努尔哈赤静立帐中,望着舆图上整片海西疆域,片刻缓缓开口。
“封锁互市乃是后手,眼下不宜先行激化与大明边关矛盾。
如今海西各部军心不齐,诸多小部皆是贪利被迫结盟,并非一心归附叶赫。
我们只需稳住边防,守住屯耕根基,待敌军分路远征,长途奔袭补给不足,内部自会生出嫌隙。”
当即再颁两道政令,传令全境推行。
其一,增派三十支十人轻骑小队,分驻西山各隘口间隙,日夜轮巡,但凡发现海西零散探马,不必缠斗,只尾随盯梢,传回敌军人数、行进路线。

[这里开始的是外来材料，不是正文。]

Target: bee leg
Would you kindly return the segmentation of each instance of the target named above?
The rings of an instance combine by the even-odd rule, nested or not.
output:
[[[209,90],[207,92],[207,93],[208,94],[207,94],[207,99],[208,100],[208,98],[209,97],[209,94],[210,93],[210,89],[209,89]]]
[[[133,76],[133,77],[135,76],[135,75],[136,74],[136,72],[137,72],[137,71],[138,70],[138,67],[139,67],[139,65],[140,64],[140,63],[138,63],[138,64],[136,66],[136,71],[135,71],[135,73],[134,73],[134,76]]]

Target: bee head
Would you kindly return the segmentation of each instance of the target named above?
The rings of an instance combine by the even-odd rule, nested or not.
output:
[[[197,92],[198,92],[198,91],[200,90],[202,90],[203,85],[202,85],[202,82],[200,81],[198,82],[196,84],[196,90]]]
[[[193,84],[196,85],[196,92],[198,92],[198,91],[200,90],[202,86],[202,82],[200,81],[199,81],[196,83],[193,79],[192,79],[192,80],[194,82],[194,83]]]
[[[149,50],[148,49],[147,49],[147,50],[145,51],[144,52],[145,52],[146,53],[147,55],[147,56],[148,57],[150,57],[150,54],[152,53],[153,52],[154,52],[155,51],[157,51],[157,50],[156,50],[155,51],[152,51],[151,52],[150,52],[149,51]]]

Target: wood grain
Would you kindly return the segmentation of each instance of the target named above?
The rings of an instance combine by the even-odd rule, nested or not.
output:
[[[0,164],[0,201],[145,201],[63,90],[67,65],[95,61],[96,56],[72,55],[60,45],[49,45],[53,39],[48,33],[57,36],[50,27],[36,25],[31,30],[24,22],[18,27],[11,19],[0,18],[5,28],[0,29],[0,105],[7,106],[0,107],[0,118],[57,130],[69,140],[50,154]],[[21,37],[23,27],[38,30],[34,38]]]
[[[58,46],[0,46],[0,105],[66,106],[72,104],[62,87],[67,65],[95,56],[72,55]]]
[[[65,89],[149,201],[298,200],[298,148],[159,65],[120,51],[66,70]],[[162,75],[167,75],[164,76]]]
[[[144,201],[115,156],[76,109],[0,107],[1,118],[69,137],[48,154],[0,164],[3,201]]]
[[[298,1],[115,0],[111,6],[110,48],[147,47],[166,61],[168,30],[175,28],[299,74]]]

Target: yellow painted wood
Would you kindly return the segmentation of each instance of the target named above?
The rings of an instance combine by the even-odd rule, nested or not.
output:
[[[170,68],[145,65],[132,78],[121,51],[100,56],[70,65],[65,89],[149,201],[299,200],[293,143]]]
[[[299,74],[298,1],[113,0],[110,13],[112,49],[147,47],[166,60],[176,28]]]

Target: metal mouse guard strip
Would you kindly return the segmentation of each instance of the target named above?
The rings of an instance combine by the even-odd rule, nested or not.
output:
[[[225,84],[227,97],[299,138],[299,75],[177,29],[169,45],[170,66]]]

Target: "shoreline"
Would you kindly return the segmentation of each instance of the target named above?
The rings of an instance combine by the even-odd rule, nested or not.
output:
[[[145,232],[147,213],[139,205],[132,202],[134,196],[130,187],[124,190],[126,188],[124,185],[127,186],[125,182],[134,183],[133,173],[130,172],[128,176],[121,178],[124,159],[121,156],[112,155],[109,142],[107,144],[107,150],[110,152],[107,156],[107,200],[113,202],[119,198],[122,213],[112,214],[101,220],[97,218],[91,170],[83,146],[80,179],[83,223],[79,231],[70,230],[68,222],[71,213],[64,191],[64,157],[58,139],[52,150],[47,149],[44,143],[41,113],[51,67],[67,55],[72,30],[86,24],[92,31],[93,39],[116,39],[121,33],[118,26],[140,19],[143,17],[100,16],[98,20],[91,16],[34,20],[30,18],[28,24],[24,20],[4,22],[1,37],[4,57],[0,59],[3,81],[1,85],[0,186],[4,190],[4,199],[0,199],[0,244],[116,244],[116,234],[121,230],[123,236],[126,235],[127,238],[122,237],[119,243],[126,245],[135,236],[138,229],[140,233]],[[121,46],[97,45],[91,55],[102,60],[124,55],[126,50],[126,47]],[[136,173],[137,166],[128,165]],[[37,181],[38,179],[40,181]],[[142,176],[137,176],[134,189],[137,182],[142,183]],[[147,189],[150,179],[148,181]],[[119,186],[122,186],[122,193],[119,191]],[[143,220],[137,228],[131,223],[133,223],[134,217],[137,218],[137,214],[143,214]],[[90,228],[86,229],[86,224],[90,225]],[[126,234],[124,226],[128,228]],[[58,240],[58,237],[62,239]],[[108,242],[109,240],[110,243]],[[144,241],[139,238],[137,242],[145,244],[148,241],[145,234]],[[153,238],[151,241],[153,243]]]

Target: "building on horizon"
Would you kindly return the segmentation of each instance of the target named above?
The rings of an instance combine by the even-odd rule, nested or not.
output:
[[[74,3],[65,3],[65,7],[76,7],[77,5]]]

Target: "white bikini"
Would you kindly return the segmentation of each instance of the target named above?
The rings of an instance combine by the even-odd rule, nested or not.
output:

其二,沿河所有屯堡收拢散居农户,偏远小村落百姓尽数迁入加固后的主屯堡聚居,牛羊粮食统一收纳哨点,不留财物在外任由敌军劫掠。
政令随快马四散送出,建州城乡立刻有条不紊行动起来。
城郊田埂,农户赶着耕牛、驮着粮袋往中心屯堡迁徙。
妇人打包被褥、干肉,孩童牵着家养犬只,有序跟在队伍之间,不见慌乱哭嚎。
屯堡入口增设两道木栅栏,甲士手持长戈分立两侧,逐一登记迁入百姓与存粮数目。
半山冶铁工坊炉火昼夜不息,新锻好的箭镞、长矛整车运往西山戍堡。
木坊匠人赶制挡箭厚木盾,堆放在每一处哨楼底层备用。
西山戍堡之外,莽古尔泰日日带队操练合围战术。
轻骑小队分成数股,模拟海西多路来犯之敌,于密林山道穿插奔袭,演练堵截、包抄、援救屯堡整套打法。
马蹄碾过薄霜,操练呼喝声回荡山谷,经久不散。
北方官道,喀尔喀草原使者早已传回回信。
草原部族依盟约调遣两千骑,驻守建州与海西交界北道,堵死叶赫战败后逃往草原的退路,只待狼烟大举,便南下合围。
努尔哈赤登上主城高台,西望连绵群山。
海西方向山林之间,隐约能望见各部扎营扬起的尘土,暗流汹涌,战事一触即发。
抚顺边关遥遥静立,大明守将坐视各部磨刀,偏私之心昭然若揭。
建州一方屯堡稳固、戍堡扼险、轻骑机动、北有草原外援,层层布防已然周全。
寒风吹起他肩头皮毛大氅,眼底沉静无半分焦躁。
叶赫借大明器物,纠合海西诸部看似声势浩大,实则外强中干。
只等漫天冬雪落下,多路敌军齐至之时,便是山城全线御敌之日。
暮色缓缓压过山脊,沿河屯堡、西山戍堡、主城街巷次第亮起灯火。
锻铁声、搬运木料的吆喝、屯堡农户安置家什的低语交织一处。
平和烟火之下,万千甲士持戈待命,静静等候海西各部踏出举兵的第一步。